A pro ana/mia buddy is a chance for me to have someone to write to other then this blog. I can share things with her that I can’t even share on here. I barely know her, yet we know more about each other then our friends (in my case, anyway). Like me she self-harms, has been suicidal, loves yet hates her eating disorder, has been diagnosed with depression and anxiety, has been hospitalized a few times, is a vegetarian (vegan, to be specific- awesome, huh?), loves the Harry Potter series, loves the show Dexter, loves animals and struggles with binge eating and an overbearing mum.

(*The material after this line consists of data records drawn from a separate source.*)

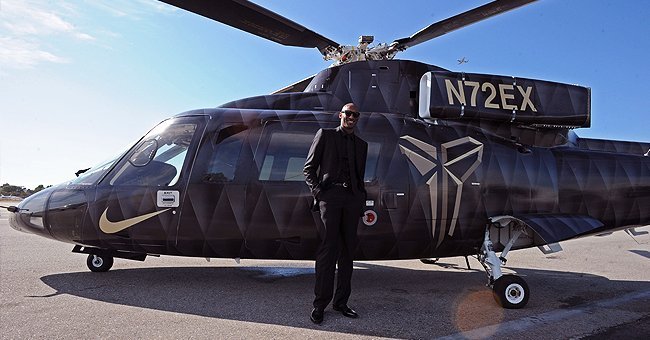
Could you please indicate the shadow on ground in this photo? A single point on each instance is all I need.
(393, 301)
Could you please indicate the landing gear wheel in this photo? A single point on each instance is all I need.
(99, 263)
(511, 291)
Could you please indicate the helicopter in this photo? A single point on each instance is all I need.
(459, 164)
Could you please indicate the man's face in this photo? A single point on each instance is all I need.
(349, 118)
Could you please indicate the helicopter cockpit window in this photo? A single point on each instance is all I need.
(144, 154)
(158, 159)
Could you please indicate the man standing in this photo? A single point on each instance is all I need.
(334, 172)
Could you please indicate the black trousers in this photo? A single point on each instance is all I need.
(340, 210)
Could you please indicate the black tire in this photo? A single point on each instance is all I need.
(511, 292)
(99, 263)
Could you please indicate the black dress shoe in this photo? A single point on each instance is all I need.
(316, 316)
(346, 311)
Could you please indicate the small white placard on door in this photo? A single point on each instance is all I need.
(168, 198)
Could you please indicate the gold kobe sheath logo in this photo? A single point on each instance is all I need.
(113, 227)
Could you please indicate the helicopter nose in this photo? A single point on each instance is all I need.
(28, 215)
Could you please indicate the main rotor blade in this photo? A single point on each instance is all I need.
(257, 20)
(459, 21)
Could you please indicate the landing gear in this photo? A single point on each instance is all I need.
(99, 263)
(510, 291)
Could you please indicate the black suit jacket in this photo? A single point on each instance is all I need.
(322, 164)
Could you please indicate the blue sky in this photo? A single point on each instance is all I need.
(80, 80)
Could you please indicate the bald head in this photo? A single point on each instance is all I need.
(349, 116)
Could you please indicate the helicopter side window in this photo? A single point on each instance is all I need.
(225, 154)
(287, 153)
(285, 156)
(158, 159)
(371, 161)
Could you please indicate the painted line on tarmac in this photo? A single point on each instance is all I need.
(515, 326)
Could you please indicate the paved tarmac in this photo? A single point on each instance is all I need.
(597, 288)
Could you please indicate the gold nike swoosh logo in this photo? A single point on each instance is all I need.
(112, 227)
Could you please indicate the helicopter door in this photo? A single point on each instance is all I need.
(145, 190)
(214, 215)
(282, 223)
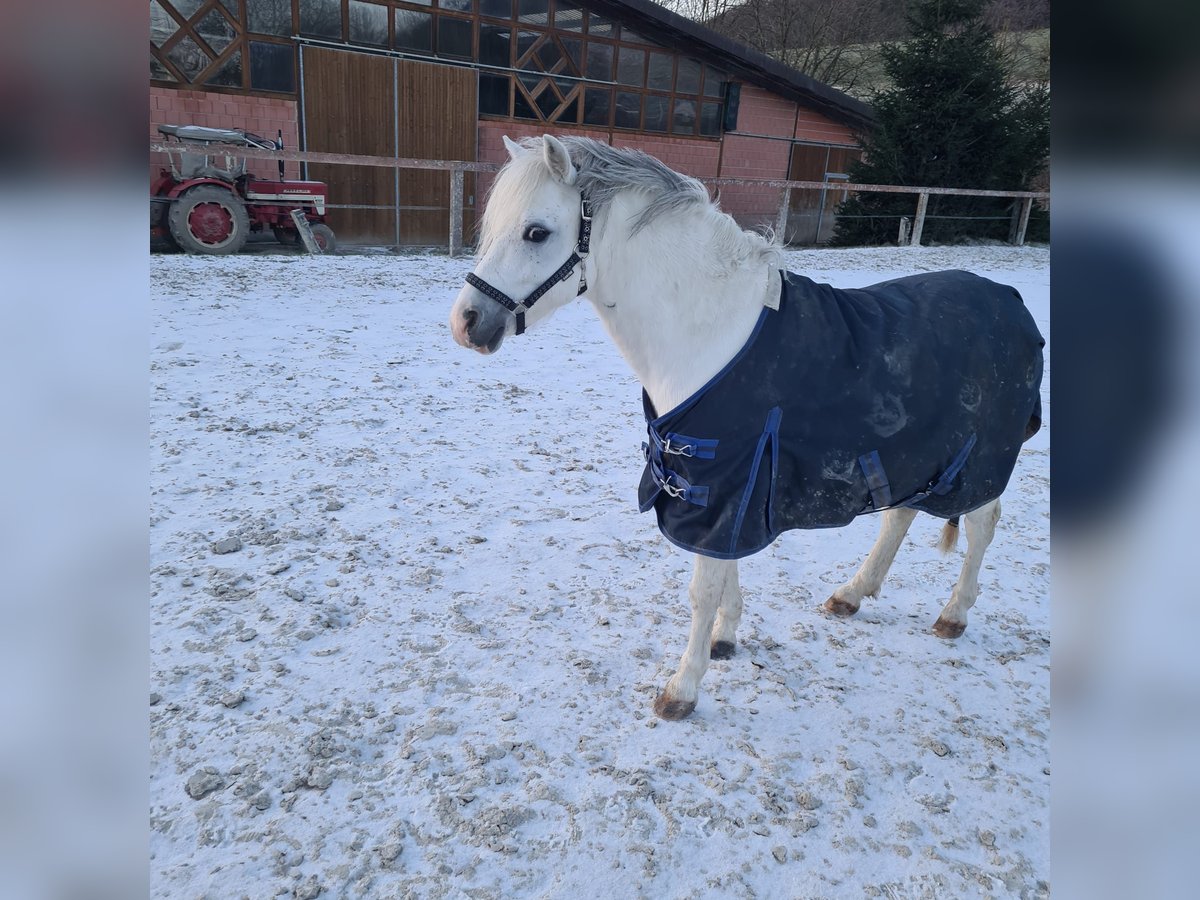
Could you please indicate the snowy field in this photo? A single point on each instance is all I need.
(407, 625)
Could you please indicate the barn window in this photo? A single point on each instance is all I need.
(271, 66)
(495, 46)
(570, 55)
(454, 37)
(496, 9)
(269, 17)
(414, 30)
(369, 23)
(322, 18)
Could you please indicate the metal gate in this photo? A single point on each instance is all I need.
(811, 214)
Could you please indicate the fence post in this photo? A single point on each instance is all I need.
(455, 211)
(1021, 221)
(781, 219)
(918, 223)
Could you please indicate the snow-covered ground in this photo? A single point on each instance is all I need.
(407, 625)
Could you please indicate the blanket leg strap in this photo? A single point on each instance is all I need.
(876, 479)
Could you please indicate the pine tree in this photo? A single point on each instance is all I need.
(952, 119)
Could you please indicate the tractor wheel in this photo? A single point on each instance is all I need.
(324, 235)
(162, 241)
(209, 220)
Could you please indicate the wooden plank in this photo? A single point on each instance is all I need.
(918, 223)
(307, 239)
(781, 219)
(388, 162)
(1024, 222)
(383, 162)
(436, 107)
(348, 108)
(455, 214)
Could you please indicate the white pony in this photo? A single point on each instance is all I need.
(679, 301)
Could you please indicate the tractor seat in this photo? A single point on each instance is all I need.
(199, 132)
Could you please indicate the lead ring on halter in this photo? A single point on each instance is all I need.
(582, 247)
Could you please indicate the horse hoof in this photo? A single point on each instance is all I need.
(721, 649)
(840, 607)
(949, 630)
(672, 709)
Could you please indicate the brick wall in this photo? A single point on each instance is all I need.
(747, 155)
(814, 126)
(761, 149)
(261, 115)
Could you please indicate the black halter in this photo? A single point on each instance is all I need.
(582, 247)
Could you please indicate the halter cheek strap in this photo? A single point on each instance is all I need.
(519, 309)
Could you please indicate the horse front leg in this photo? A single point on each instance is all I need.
(868, 580)
(729, 615)
(981, 528)
(709, 581)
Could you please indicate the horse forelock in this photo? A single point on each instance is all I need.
(603, 173)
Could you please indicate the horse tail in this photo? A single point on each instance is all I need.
(949, 538)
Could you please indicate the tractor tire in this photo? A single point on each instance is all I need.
(161, 243)
(209, 220)
(324, 235)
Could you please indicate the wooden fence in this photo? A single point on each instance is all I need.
(456, 168)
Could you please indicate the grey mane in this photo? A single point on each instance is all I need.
(605, 171)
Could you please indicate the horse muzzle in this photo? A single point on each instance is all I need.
(477, 323)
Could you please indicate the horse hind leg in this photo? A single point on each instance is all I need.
(981, 528)
(708, 586)
(729, 615)
(869, 579)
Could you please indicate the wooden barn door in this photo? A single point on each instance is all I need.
(378, 106)
(811, 214)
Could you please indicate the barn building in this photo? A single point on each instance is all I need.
(448, 78)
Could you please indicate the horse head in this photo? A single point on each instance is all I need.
(533, 241)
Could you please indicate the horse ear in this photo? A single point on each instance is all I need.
(558, 160)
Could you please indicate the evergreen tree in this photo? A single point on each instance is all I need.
(952, 119)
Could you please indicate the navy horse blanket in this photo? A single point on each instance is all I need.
(913, 393)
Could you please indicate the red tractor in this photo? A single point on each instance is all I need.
(203, 207)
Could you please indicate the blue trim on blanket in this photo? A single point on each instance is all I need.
(771, 432)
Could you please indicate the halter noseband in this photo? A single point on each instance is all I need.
(582, 247)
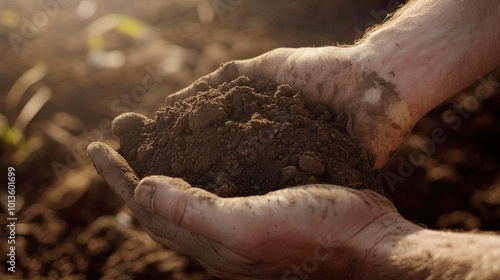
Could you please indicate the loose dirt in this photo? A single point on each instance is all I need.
(249, 138)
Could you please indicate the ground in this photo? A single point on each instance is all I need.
(93, 64)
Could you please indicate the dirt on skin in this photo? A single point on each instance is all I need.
(248, 138)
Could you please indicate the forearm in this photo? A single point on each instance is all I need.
(431, 49)
(438, 255)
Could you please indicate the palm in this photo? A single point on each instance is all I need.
(261, 236)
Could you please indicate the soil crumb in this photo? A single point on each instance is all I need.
(249, 138)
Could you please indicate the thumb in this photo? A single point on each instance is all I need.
(190, 208)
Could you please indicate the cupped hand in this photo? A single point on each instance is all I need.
(353, 81)
(313, 232)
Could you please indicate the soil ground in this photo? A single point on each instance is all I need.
(70, 225)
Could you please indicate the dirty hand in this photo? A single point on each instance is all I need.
(349, 80)
(315, 231)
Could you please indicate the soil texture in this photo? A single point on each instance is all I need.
(249, 138)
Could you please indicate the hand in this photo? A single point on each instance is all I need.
(318, 231)
(351, 80)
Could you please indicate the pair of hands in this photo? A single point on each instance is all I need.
(321, 231)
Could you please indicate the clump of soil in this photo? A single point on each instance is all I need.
(248, 138)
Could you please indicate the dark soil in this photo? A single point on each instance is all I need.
(249, 138)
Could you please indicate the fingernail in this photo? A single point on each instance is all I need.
(144, 196)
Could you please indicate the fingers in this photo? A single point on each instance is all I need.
(114, 169)
(174, 199)
(226, 72)
(265, 66)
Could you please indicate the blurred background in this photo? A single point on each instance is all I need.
(68, 67)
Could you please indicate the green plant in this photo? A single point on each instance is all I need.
(16, 146)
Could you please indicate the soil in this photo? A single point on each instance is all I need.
(249, 138)
(70, 224)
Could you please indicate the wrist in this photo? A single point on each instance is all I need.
(430, 52)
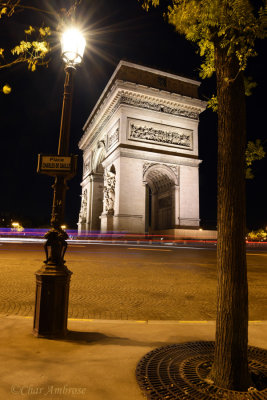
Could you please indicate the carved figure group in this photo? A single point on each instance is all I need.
(83, 211)
(109, 192)
(158, 135)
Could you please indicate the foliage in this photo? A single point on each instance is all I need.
(225, 32)
(259, 235)
(34, 48)
(231, 24)
(254, 151)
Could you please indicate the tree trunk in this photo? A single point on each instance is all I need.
(230, 367)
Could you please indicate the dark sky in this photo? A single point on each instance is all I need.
(30, 115)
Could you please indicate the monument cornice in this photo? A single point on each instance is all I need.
(142, 97)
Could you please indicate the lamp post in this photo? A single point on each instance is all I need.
(53, 279)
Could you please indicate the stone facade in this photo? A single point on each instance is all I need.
(140, 154)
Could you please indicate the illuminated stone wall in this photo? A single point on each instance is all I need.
(140, 154)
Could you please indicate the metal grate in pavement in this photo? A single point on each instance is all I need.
(178, 372)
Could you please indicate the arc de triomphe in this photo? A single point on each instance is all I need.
(140, 153)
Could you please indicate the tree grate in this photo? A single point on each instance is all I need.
(178, 372)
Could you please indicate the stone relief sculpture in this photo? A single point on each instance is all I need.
(158, 107)
(83, 211)
(147, 165)
(113, 137)
(158, 135)
(109, 192)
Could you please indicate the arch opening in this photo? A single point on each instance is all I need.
(161, 184)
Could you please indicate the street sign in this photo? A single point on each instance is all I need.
(56, 165)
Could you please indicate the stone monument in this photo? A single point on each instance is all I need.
(140, 154)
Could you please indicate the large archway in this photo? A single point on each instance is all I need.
(149, 134)
(162, 202)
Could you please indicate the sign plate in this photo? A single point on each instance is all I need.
(56, 165)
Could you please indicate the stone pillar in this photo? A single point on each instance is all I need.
(96, 201)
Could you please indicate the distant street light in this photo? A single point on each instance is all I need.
(53, 279)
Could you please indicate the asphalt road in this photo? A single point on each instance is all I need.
(129, 281)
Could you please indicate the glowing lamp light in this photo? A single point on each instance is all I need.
(73, 45)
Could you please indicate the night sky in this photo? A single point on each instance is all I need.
(30, 115)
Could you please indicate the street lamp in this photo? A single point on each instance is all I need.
(53, 279)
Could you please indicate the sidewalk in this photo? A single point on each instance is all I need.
(96, 361)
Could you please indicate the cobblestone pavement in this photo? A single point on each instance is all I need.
(128, 282)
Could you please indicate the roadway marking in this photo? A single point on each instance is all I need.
(136, 248)
(256, 254)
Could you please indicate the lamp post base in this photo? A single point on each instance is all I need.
(51, 302)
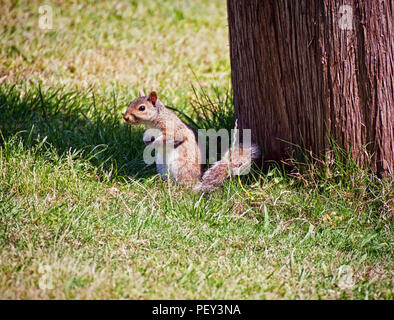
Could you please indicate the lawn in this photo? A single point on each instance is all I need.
(82, 217)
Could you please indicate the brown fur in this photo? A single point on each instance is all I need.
(174, 130)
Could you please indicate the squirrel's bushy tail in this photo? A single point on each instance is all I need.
(234, 163)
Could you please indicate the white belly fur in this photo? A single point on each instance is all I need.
(166, 161)
(166, 158)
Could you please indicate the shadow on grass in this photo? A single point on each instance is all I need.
(74, 122)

We’ve emailed back and forth, getting to know each other, and I think she’s going to be the perfect ‘buddy’. This is what she wrote in her reply to my original post on a pro ana/mia site looking for a buddy:
Hey Hayley – I assume your name is Hayley anyway because of your email? haha oh well. I might be a little too old for you but I don’t mind – I’ve just turned 18 (2 months) and I am also looking for a ED buddy. I don’t need motivation so much as I need a friend who understand what it’s like to have an eating disorder. I just feel so lonely. I’m a super good motivator though so I can help YOU with that 🙂
But seriously i am sooooo lonely and it’s getting to me so much at the moment. It’s making my binging and purging worse because I feel so empty and hollow inside and I want to stuff myself with food to cure that hollowness.
I would be so grateful if we could help each other out.
Well, Margie’s parents have discovered her strange eating habits and have staged an intervention. At a doctor’s appointment, her GP was suspicious of her appearance and decided to weigh her. The outcome? 49 kilos. That’s a BMI of 15.3. A normal BMI is 18.5–24.9, and anything under 18.5 is considered underweight.
Margie is super pissed, for sure! Her mum (I’m going to use the name Kelly) is suddenly watching her every meal and Margie’s been given four weeks to get back up to 55kg, minimum.
I remember when my mum first found out and started an intervention. I threw the food she tried serving me onto the floor and stomped on it, I screamed, I physically wrestled my way past my parents back up to my room, I literally jammed myself under the bird-cage so she and dad couldn’t drag me out back to the table.
Was it traumatic? Yes. Did it work? Hell no! Sure, at the time I put on a little weight, but then I didn’t eat for five days (just sat at the table, eyes closed for five very long days) and I was re-admitted to hospital.
They try their best, but in my experience the eating disorder beats the parents. Sure, we might put weight on, we might start seeming normal again, but underneath the eating disorder is just waiting, biding its time, acting like a ticking bomb.